Indeed, the author was surprisingly prone to addressing nagging questions, questions of a sort that lead me to expect disappointing answers of the handwavium, “we have always answered this question with this sub par traditional answer,” or “do not look at the man behind the curtain” variety. There are many issues SF novels generally bungle because it is so easy, so traditional, to invoke handwavium, embrace convention, or evade the issue. It was a refreshing change to read a book that rejected such stupid traditions.

Liliana was made to look like a little girl, but need not have been. Robots can be made in a wide variety of humanoid forms. I wasn’t surprised when the author brought up the possibility of sexbots early in the novel, I was a little surprised (and also pleased) that she also discussed the ugly secondary effects of selling humanoid robots as if they were mere commodities, like shoes or teapots. It’s not that the robots are people (because these ones are definitely not) but that it gets people used to the idea of buying their sex-partners [3]. I also appreciated the fact that this was not going to be the main focus of the book.

While Cas’s power is super-rationality, it seems odd that Liliana’s form so affects how Cas reacts to Liliana. Cas’s analytical talents not only allowed her to spot that Liliana wasn’t a real girl almost immediately, but Cas also gets a good look at the code behind the persona, She of all people would be able to understand the gap between a fairly good emulation of human behavior and actual human behavior. I assume this has something to do with the implied backstory of the series. Perhaps we will eventually learn why the otherwise amoral Cas is so protective of kids.

Second books can be hard; there’s the temptation to simply recapitulate the first book, Huang, to her credit, does not do this in her second novel. Cas isn’t the same person she was in Zero Sum Game. As in the first book, Cas is wrestling with serious problems, but these are different problems. Her (former) best buddy Rio is absent for most of the book and plays no role in either of the two plots in this novel [4]. I am curious to see where book three takes us.

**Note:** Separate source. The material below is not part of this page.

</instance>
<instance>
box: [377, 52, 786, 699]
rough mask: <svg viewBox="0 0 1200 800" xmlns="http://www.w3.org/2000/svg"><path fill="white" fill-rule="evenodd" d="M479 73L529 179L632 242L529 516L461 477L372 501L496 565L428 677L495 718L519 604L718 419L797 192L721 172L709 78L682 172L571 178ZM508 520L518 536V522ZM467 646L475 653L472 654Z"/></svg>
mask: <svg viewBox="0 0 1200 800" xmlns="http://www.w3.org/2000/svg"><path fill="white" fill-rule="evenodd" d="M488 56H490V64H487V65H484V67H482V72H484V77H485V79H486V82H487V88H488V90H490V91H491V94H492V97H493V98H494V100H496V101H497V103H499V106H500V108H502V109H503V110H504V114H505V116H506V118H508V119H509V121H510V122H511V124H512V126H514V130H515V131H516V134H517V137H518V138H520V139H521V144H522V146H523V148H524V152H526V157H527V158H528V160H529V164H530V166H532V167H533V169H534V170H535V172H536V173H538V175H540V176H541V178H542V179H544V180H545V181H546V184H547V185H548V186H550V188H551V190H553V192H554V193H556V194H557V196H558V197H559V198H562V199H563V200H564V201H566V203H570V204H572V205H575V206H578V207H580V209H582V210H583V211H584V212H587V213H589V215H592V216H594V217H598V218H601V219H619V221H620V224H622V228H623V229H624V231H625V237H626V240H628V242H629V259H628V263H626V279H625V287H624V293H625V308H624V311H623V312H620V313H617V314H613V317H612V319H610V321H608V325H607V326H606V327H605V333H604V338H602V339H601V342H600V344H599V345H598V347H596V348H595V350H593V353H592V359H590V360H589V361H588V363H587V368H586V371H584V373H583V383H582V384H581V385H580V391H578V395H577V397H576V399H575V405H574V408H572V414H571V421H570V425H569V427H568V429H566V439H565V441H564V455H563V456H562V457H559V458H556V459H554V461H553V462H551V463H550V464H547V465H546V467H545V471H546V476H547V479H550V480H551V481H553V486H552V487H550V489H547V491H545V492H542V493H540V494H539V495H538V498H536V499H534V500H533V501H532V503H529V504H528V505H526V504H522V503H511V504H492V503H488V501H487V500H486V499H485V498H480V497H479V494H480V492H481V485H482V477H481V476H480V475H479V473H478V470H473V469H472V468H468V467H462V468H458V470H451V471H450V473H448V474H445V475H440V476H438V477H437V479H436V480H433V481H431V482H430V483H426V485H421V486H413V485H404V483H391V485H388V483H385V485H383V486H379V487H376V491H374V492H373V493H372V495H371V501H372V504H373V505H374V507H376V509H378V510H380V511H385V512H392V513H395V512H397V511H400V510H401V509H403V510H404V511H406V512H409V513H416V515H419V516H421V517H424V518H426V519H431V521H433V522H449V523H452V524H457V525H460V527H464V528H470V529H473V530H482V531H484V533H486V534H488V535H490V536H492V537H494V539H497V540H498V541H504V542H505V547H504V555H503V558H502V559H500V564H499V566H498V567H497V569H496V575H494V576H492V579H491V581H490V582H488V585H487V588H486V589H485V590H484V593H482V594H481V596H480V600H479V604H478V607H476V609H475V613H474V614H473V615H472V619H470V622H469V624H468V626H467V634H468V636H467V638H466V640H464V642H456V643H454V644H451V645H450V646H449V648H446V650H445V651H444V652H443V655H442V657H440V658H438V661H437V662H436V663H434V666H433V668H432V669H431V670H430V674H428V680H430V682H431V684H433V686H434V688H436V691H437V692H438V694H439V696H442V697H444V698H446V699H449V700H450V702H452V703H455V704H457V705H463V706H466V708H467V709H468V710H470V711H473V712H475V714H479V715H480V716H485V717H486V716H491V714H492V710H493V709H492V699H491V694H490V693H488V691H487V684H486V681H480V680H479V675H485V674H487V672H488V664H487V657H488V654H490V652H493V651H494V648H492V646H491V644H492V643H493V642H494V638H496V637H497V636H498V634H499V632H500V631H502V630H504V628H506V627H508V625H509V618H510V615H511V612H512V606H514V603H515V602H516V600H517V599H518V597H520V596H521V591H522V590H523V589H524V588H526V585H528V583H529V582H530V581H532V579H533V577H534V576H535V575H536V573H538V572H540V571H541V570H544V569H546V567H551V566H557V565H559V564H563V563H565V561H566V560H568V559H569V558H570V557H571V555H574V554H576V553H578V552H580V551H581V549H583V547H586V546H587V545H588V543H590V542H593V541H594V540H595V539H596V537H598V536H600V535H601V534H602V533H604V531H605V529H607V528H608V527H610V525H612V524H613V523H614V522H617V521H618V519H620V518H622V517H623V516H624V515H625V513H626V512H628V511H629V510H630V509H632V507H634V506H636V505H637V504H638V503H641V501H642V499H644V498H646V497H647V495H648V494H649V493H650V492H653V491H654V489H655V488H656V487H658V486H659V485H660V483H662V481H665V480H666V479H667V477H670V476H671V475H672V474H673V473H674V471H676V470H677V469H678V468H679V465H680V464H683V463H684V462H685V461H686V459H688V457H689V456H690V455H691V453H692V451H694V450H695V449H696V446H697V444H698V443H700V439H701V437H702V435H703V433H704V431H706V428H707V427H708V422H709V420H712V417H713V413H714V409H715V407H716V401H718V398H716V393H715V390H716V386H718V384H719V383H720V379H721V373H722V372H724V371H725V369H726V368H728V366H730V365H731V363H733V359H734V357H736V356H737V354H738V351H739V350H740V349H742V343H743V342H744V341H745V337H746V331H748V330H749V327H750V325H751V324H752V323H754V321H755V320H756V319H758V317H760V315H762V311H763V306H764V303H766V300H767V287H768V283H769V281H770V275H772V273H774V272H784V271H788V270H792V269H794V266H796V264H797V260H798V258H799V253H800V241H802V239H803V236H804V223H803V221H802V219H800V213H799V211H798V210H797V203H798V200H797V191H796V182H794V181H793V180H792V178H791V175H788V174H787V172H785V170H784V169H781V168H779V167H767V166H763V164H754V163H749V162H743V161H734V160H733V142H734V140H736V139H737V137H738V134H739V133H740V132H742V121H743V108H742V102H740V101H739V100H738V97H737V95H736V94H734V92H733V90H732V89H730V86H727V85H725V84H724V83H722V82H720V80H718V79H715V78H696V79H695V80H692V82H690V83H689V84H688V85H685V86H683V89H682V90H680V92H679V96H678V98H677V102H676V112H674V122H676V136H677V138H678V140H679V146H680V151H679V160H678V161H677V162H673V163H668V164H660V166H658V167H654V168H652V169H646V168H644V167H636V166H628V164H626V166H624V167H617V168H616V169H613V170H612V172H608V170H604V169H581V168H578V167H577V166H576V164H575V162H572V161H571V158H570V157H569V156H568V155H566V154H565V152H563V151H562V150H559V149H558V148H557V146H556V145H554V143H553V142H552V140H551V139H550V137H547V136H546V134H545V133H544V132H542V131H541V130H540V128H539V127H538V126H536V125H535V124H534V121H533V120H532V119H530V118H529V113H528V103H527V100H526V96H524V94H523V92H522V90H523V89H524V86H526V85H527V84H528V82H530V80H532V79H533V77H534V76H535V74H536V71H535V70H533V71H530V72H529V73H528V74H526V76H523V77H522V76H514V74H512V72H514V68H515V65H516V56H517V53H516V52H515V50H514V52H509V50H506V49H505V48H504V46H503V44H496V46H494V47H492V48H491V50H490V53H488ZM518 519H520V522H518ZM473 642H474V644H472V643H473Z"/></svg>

1: On the off-chance that the author is not familiar with the economics of mystery publishing: I would like to inform her that the mystery genre is pretty much dead and also that its few remaining fans like to throw dead fish at new authors. Ms. Huang should not bother to compare SF and mystery advances on Google. She should not, under any circumstances, compare notes with authors who moved from SF to mystery. Most of them are probably dead, perhaps of starvation or exposure. I cannot legally warn her that writing mysteries might put an author under Homeland Defense’s scrutiny, just as I cannot stop her from reading between the lines. Move along, nothing to see here. Pay no attention to that man behind the curtain.

2: I am not going to say what this answer might be, but I can say that my next Mutants and Masterminds character is going to be a hoot.

3: In the perhaps futile hope of forestalling a certain conversation, there’s a difference between hiring and buying.

4: I suspect that he will return in the third book. I base this on a chapter I call Hello, Foreshadowing for Book Three. But I could be wrong.